My intent has always been to DO. Teaching is the province of those who have either already done, or cannot do. Neither category one occupied by me.
My view of my career path has always been: a few decades in practice as a barrister followed by a leisurely decent into academia as a low stress alternative, in which I could both indulge my intellectual side and do something more meaningful by contributing back to society through education.
At the same time. I have a very abstract view of the world, and I enjoy applying and deploying theoreretical perspectives. I live for ideas, innovative nifty ideas that lead to clever solutions. I love the difficult theory questions, I like lacunas, I love the nitty bit of detail that contradicts every other bit of information that we’ve been given so far and that no one can explain when pressed on why its there and what it means. I love the self righteousness that every theory of everything has, and the sense of relish in attacking and deconstructing an argument back down into the scrap heap from which it came.

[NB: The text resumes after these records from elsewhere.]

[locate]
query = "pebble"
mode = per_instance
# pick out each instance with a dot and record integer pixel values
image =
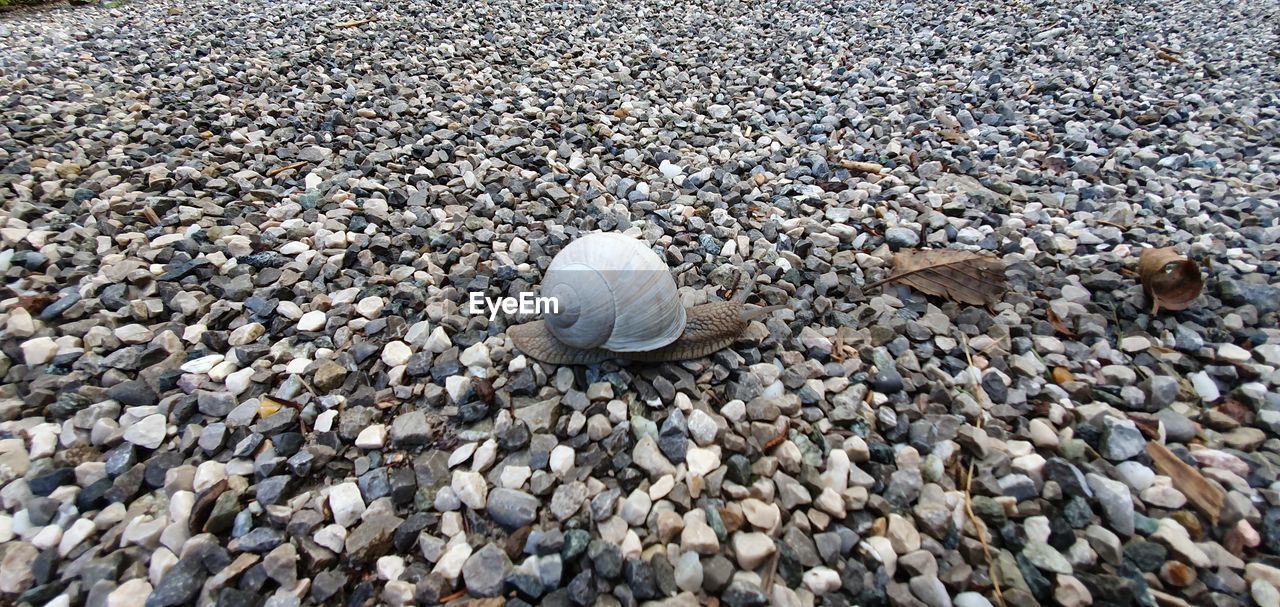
(147, 433)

It’s what’s behind my vindictive project to try and ask, in every class, one question that the teacher cannot answer. Initially it was born out of frustration at Emma Ford, but its grown, evolved, matured into something that I use as a tool in its own right. It’s had mixed results so far, but the point is that I’m trying to probe the very outliers of knowledge, and I enjoy doing this in some sort of very intellectual exercise of pushing back the limits of knowledge. To reach the boundaries of everything that is knowable by any human being is also at the core of my approach to life.
And I’m also pretty sure at this stage that I want to do a PhD ( or a LLD / SJD ), just to satisfy my search for more knowledge, and maybe to keep the real world at bay. I’m not sure about that last reason, I think it may be a factor, but in a sense I’m not averse to finding ‘real’ work. I just don’t want to. I want to keep learning, keep exploring and probably ascend into boffin-hood.
It’s a very seductive path, very tempting, but I’m not sure that I want it regardless of how much I think I’d like it. And that really is a devils choice.